Hi! Im having a peculiar issue, I’m doing an inner optimization steps using this code:

`inner_model = NN(param.detach(),self.kwargs).to(self.device).train() inner_opt = torch.optim.SGD(inner_model.model.parameters(), lr=100, momentum=.7, weight_decay=1e-6) for opt_step in range(20): out_inner = inner_model(images) loss = torch.sum(mask * F.binary_cross_entropy_with_logits(out_inner.squeeze(),inner_cur_lbl[idx].float(), reduction='none')) loss.backward() inner_opt.step() inner_opt.zero_grad()`

There are few important things to point out:

1.The grads are good.

2. The weight are updating, I check them using:

inner_model.model.regressor.weight

- The output a.k.a: out_inner is the same(!) as before the updates!!
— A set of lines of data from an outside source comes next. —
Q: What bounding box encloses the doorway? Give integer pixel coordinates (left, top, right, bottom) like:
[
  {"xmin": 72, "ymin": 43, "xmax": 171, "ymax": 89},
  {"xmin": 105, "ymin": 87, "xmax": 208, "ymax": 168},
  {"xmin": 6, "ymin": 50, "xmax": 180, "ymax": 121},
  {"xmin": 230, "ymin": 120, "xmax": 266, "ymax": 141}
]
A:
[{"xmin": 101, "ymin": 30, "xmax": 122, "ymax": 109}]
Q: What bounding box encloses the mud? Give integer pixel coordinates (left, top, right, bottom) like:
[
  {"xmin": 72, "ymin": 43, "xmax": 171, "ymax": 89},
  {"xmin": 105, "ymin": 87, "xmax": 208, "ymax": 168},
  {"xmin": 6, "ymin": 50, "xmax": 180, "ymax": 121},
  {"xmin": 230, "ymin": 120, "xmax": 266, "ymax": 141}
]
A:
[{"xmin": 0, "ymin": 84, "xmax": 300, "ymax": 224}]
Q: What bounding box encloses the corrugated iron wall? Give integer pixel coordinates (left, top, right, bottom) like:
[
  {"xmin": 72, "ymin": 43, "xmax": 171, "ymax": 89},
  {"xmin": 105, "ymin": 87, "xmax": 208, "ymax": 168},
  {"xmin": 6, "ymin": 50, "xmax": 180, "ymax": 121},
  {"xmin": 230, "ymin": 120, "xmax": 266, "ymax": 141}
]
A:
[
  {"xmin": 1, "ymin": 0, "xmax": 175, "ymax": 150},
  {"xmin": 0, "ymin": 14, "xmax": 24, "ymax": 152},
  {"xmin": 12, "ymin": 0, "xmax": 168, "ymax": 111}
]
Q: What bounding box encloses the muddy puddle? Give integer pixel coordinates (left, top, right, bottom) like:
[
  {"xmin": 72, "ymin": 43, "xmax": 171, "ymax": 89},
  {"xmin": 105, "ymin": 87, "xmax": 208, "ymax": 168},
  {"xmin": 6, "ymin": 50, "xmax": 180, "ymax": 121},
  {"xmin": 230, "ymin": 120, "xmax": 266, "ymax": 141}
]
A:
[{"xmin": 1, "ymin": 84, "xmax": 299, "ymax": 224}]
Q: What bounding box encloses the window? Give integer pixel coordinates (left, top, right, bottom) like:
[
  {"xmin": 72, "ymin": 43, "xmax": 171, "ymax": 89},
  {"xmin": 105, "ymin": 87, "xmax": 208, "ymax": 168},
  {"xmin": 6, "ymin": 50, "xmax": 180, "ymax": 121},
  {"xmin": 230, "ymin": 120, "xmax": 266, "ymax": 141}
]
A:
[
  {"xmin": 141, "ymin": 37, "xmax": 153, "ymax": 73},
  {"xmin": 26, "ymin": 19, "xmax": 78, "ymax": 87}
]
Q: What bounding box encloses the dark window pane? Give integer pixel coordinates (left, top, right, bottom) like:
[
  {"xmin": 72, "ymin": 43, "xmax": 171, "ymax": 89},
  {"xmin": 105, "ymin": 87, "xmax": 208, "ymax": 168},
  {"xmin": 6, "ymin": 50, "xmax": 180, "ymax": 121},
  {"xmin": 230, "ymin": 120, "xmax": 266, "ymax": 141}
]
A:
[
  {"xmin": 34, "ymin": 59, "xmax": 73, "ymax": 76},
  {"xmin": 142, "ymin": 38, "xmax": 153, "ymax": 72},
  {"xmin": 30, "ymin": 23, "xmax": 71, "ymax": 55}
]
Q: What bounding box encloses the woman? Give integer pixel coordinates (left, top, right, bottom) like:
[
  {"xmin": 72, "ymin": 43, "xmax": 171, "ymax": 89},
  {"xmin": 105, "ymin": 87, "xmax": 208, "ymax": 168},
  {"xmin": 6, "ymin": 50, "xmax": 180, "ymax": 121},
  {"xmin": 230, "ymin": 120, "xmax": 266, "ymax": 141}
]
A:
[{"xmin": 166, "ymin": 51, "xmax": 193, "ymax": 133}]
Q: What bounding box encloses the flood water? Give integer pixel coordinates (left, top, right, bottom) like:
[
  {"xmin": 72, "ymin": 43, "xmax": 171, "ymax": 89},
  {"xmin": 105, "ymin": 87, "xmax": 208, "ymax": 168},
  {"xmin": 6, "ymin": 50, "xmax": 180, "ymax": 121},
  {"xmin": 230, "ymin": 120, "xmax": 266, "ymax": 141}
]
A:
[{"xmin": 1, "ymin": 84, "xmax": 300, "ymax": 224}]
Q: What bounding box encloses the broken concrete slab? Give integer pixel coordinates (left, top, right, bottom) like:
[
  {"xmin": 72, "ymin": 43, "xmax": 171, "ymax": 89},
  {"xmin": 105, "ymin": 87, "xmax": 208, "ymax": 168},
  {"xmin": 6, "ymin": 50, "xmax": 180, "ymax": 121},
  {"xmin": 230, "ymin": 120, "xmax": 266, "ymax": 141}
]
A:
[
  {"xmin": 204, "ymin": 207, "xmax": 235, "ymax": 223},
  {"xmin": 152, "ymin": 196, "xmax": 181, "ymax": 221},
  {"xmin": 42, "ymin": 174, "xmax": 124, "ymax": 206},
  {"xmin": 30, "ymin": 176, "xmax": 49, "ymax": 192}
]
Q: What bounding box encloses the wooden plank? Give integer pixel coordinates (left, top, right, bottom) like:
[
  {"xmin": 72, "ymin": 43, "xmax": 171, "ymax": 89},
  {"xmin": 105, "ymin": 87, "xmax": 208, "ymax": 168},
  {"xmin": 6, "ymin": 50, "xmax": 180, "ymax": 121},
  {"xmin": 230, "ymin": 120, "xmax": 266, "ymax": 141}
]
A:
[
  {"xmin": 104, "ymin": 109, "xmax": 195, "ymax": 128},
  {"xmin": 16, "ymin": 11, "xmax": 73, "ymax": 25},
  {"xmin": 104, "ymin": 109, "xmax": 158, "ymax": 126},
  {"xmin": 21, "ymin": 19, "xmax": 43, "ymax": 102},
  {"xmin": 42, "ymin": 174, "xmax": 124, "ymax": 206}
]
So I entered nn.Linear forward method:

def forward(self, input: Tensor) → Tensor:

return F.linear(input, self.weight, self.bias)
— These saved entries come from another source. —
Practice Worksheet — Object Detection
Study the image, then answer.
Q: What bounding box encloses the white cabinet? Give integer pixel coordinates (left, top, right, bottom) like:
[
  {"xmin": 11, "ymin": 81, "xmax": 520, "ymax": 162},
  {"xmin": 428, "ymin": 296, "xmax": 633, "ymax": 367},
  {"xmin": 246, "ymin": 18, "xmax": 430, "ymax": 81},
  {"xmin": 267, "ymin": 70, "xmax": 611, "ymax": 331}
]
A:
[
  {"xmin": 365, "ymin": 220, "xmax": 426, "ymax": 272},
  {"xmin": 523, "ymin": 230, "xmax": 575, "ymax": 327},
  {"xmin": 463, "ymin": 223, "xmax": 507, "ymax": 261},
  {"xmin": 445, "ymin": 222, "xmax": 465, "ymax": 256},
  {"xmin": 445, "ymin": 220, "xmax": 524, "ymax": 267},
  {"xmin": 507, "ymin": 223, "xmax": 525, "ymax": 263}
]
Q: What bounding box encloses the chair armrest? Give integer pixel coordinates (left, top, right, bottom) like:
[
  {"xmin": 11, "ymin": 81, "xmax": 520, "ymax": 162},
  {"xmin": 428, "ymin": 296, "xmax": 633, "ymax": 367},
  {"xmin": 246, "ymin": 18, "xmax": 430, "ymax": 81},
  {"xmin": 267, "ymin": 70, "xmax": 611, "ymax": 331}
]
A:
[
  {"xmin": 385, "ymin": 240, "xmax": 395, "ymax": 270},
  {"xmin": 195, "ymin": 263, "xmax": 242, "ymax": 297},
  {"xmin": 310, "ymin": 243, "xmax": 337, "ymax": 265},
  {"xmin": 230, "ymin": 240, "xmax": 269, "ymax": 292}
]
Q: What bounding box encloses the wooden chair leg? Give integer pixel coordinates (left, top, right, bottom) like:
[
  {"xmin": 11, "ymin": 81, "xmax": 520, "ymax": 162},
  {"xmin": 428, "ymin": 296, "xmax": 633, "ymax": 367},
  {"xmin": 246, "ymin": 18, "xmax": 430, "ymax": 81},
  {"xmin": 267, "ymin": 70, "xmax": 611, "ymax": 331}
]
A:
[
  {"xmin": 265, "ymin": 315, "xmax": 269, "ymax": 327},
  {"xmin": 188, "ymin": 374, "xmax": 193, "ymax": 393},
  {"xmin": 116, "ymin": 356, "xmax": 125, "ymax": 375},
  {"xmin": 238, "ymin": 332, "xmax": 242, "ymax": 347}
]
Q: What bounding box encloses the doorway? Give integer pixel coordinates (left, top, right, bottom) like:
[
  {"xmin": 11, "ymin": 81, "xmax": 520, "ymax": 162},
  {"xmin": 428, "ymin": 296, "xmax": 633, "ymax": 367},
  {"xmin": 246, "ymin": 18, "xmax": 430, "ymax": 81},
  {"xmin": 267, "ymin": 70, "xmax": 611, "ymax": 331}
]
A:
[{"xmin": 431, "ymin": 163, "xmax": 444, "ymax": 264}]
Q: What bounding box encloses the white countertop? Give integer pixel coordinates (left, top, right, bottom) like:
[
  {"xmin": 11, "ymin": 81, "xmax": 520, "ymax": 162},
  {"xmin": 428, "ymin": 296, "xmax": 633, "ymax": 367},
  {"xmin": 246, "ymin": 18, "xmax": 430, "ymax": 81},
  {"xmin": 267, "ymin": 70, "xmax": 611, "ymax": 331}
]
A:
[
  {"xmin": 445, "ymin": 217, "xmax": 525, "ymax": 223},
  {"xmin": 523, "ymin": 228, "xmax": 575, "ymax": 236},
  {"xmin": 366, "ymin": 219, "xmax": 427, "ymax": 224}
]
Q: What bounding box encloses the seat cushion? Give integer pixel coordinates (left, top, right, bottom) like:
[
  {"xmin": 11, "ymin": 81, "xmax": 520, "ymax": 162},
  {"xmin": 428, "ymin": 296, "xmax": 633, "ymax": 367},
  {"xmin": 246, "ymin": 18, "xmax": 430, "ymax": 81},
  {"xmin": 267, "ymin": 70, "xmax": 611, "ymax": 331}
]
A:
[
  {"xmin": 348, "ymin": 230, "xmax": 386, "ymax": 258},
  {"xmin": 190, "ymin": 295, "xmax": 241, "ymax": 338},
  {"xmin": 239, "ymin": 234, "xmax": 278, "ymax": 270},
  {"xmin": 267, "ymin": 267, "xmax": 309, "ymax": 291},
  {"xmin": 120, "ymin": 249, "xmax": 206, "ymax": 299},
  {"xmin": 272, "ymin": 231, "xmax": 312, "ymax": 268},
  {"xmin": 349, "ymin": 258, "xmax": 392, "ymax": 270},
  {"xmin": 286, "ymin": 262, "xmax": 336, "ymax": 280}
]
And checked the self.weight, they are exactly as expected (i.e they changed exactly as I saw using section 2), hence I tried to run:

return F.linear(input, self.weight, self.bias)

But I got the same unchanged results, thus I did another experiment I checked:

torch.mm(input,self.weight.T) #I have no bias

And got different results!! results that shows that self.weight has changed!,i.e

torch.mm(input,self.weight.T) !=F.linear(input, self.weight, self.bias)

I think that something I did non properly made the F.linear use an old copy of the weights, once again , this is inspite self.weight has changed.

The final experiment and maybe the most important one was running:

F.linear(input, self.weight.clone(), self.bias)

This line calculated the same result as the matmul, but not as:

F.linear(input, self.weight, self.bias)

I know its not an easy post to follow, I tried to do my best to illustrate, does anyone has any idea what is going on?

Edit-Few more hints:

1.Switching from DDP to 1 GPU didn’t help.

2. This code is under training_step method under the pytorch lightning package

3. When switching to CPU it works!!!

This is even more puzzeling! what Im missing?